Way-back-when, baking was a favourite playtime activity, and cow-pat cakes were the ultimate fun to make. This wasn’t their official name (I think the recipe probably came from the top of a margarine tub), but given their undeniable resemblance to cow poo, that’s what they became.
I’ve been thinking about cow-pat cakes lately and wondered how they held up to grown-up tastes. So I asked my Mum to email over the recipe, waited for a day when it was too cold and grey to be outside, and gave them a go.
Except that I didn’t. Not the proper recipe, which calls for margarine and drinking chocolate. I haven’t cooked with margarine for years and see no reason to start now. So they got all poshed-up, with butter and proper cocoa. And the result…well, they just weren’t the same. Good, but different. Either way – kid’s version or grown-up – they are crunchy, chocolate-y and great with ice-cream.

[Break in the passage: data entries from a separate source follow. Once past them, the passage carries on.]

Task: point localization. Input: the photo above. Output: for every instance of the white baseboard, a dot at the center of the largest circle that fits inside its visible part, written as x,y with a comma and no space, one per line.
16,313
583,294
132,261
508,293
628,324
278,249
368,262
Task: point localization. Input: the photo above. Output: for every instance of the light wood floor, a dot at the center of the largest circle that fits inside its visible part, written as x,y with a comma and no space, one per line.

1980s cow-pat cake recipe:
4oz caster sugar
8oz margarine
4.5oz plain flour
2oz cornflour
2oz drinking chocolate
2015 cow-pat cake recipe:
50g caster sugar
100g butter
65g plain flour
25g cornflour
25g cocoa, but – horror! – I actually think drinking chocolate would be better
Preheat the oven to 180c. Cream the butter and sugar together with a wooden spoon, then sift in the dry ingredients and mix to a stiff dough.
Roll dessertspoon-sized balls of the mixture in your hand and place, spaced well-apart, on trays lined with baking parchment. Flatten with a wet fork (and it does need to be wet else it sticks).

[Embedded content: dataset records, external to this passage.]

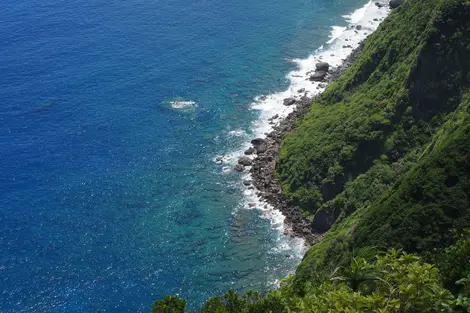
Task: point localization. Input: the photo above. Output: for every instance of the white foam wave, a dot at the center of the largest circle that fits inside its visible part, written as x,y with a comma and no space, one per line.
343,40
182,105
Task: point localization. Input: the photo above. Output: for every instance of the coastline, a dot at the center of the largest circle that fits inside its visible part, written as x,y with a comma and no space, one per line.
279,114
263,168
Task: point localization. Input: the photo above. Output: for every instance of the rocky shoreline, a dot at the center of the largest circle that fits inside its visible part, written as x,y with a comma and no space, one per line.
267,153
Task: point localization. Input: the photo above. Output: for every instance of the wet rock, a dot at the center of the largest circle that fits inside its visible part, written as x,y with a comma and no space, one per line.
289,101
322,67
257,141
318,76
395,3
245,161
239,168
261,149
250,150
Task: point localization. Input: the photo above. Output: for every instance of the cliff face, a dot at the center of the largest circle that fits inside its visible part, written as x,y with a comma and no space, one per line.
382,161
383,157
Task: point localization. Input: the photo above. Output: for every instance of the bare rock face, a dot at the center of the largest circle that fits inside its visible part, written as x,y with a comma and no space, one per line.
395,3
289,101
318,76
239,168
257,141
322,66
250,150
245,161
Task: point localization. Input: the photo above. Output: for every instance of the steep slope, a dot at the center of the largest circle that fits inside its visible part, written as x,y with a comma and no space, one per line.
404,119
373,123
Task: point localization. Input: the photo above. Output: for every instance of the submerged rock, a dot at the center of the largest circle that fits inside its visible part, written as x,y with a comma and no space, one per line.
289,101
257,141
261,149
322,67
245,161
250,150
395,3
239,168
318,76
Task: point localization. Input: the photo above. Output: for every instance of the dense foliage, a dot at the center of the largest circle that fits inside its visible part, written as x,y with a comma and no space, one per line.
383,160
394,282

Bake for about 20 minutes, until flat and well-spread, but not burned. Leave for a few minutes to harden and then move to a wire-rack to cool completely.
The verdict: hmmm, well, the grown-up version is good but it isn’t great; the cocoa makes for quite a bitter flavour (of course, drinking chocolate has loads of sugar in it). They are incredibly short, though, and would be great crumbled over ice-cream.